When patients are hospitalized with COVID-19, clinicians are often concerned about bacterial co-infections, among which is methicillin-resistant Staphylococcus aureus (MRSA) . Obtaining respiratory cultures can be difficult due to lack of sputum or concern for aerosolizing the virus. As a result, many physicians prescribe Vancomycin with other antibiotics to COVID-19 patients in case they are co-infected with MRSA—a practice that may lead to antibiotic resistant organisms or even kidney injury.

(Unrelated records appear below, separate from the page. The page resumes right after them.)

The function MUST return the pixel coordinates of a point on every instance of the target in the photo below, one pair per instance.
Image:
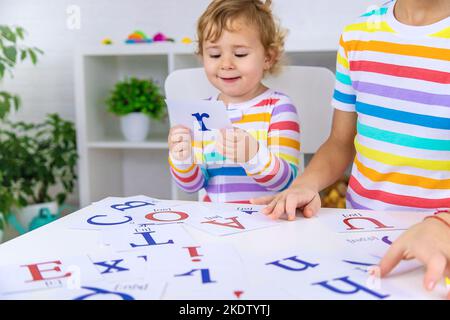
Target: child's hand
(286, 203)
(429, 242)
(237, 145)
(180, 146)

In a study published online on August 26 in Infection Control & Hospital Epidemiology involving more than 4,000 patients admitted to Montefiore Medical Center, Chitra Punjabi, M.D., Liise-anne Pirofski, M.D., and colleagues determined the prevalence of MRSA co-infection in COVID-19 patients and the diagnostic usefulness of the MRSA Nares (nasal) PCR test, which is conveniently obtained with nasal swabs and therefore avoids the risk of aerosolization. The MRSA nasal test’s accuracy was assessed by comparing its results with results from respiratory cultures obtained from the same COVID-19 patients.

MRSA was found to be an uncommon respiratory co-pathogen in COVID-19 patients. In addition, the MRSA Nares PCR test performed well at diagnosing MRSA infection and produced no false-negative results. The findings suggest that administering Vancomycin for the possible presence of MRSA is not indicated for COVID-19 patients and that obtaining a negative nares test for MRSA could help to stop the use of this antibiotic.

Dr. Punjabi is an assistant professor of medicine at Einstein and an attending physician at Montefiore. Dr. Pirofski is chief of infectious diseases at Montefiore and Einstein, professor of medicine, and of microbiology & immunology at Einstein. She is also a Selma and Dr. Jacques Mitrani Professor in Biomedical Research at Einstein.